ここに出てくる篠崎平治『在日朝鮮人運動』という本ですが、近在の図書館にはありませんでした。 かなり入手が難しいようです。しかし在日朝鮮人関係の本には、しょっちゅう出てくる資料です。 手近にあった本から探してみると、 ①在日韓国居留民団『歴史教科書 在日コリアンの歴史』(明石書店 2006年2月)80頁、 ②姜在彦・金東勲『在日韓国・朝鮮人 歴史と展望』(労働経済社 1989年9月)124頁、 ③樋口雄一『日本の朝鮮・韓国人』(同成社 2002年6月)78頁にありました。
ここでは、③の本に出てくる「在日朝鮮人職業調査表(1952年10月調査)」を引用します。
農 業 10,156人 1.8%
工 業 24,573人 4.6%
商 業 31,023人 5.8%
運 輸 業 5,206人 0.9%
土 建 業 19,991人 3.7%
料 飲 業 5,157人 0.9%
遊 戯 業 7,207人 1.3%
海 運 業 612人
貿 易 業 163人
鉱 業 53人
漁 業 801人
知的労働者 7,237人 1.3%
日雇労働者 35,585人 6.6%
失 業 者 13,267人 2.4%
無 職 者 328,624人 62.0%
そ の 他 46,084人 8.5%
合 計 535,803人
李杏理が「七割以上の在日朝鮮人が失業状態にあった」としたのは、この統計の日雇労働者、失業者、無職者を合計したものです。 七割も失業状態なら、彼らは日々の食べ物や衣類などをどのように調達していたのかが気にかかります。

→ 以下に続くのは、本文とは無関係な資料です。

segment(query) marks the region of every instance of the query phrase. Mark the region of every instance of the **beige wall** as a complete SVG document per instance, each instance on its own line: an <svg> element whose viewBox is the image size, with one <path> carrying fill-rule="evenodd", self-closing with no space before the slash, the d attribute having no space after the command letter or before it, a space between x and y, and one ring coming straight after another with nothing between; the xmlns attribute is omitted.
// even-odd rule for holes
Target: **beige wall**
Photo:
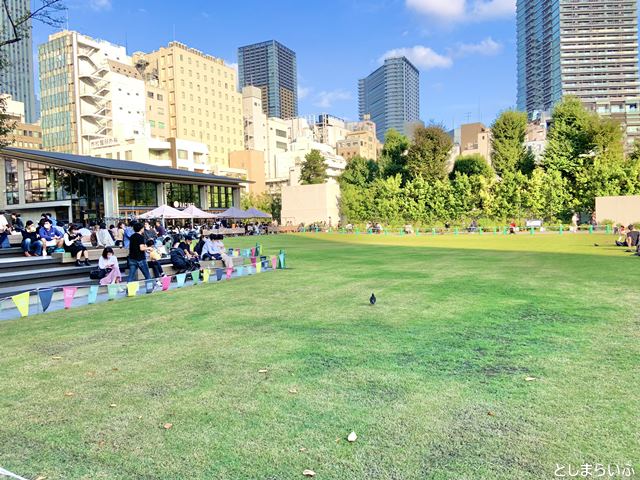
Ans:
<svg viewBox="0 0 640 480"><path fill-rule="evenodd" d="M282 225L340 221L340 187L335 183L282 187Z"/></svg>
<svg viewBox="0 0 640 480"><path fill-rule="evenodd" d="M229 166L246 170L250 183L249 193L260 195L267 190L264 178L264 152L257 150L241 150L229 154Z"/></svg>
<svg viewBox="0 0 640 480"><path fill-rule="evenodd" d="M209 147L210 163L227 167L229 153L244 148L242 95L236 71L224 61L178 42L146 54L169 102L167 136Z"/></svg>
<svg viewBox="0 0 640 480"><path fill-rule="evenodd" d="M640 222L640 195L596 197L596 219L623 225Z"/></svg>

ここでこの統計の合計人口を見て下さい。 53万5803人は在日朝鮮人の総数です。 ちなみに1952年における朝鮮人外国人登録者数は53万5065人ですから、この統計数字はかなり正確です。 ということは、ここには赤ちゃんや小中学生など、明らかに職業を持たない人数が含まれています。 そしてそれは「無職者」の数に入ります。
ちょっと年代がずれますが、1950年の国勢調査を調べてみました。 戦後の混乱がまだ収まっていない時期の調査なので正確性には疑問が残りますが、在日朝鮮人の人口は総数で464,277人、うち0歳から14歳までの子供の数は196,467人です。 つまり42.3%は14歳以下の子供です。 そして子供であるがゆえに当然のことながら「無職者」です。それ以外に高校生や大学生、専業主婦、老人なども「無職者」です。

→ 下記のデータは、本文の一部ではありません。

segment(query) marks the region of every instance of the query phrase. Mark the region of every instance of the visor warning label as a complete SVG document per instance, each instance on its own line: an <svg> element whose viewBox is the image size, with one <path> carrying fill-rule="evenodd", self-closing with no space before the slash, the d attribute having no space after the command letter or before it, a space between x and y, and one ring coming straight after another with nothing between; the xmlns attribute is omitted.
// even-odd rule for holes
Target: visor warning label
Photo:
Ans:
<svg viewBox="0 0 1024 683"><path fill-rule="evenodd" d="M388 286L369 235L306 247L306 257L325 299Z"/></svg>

また1952年12月現在の生活保護受給者の朝鮮人は76,673人ですから、上記の表から計算すると14.3%です。 以上を考えるならば、無職者62%という割合は特筆するほどの大きな数字でないことが分かります。
これを「失業状態」だとして在日朝鮮人の生活の困難の根拠にする李杏理の理解は、いかがなものかと思います。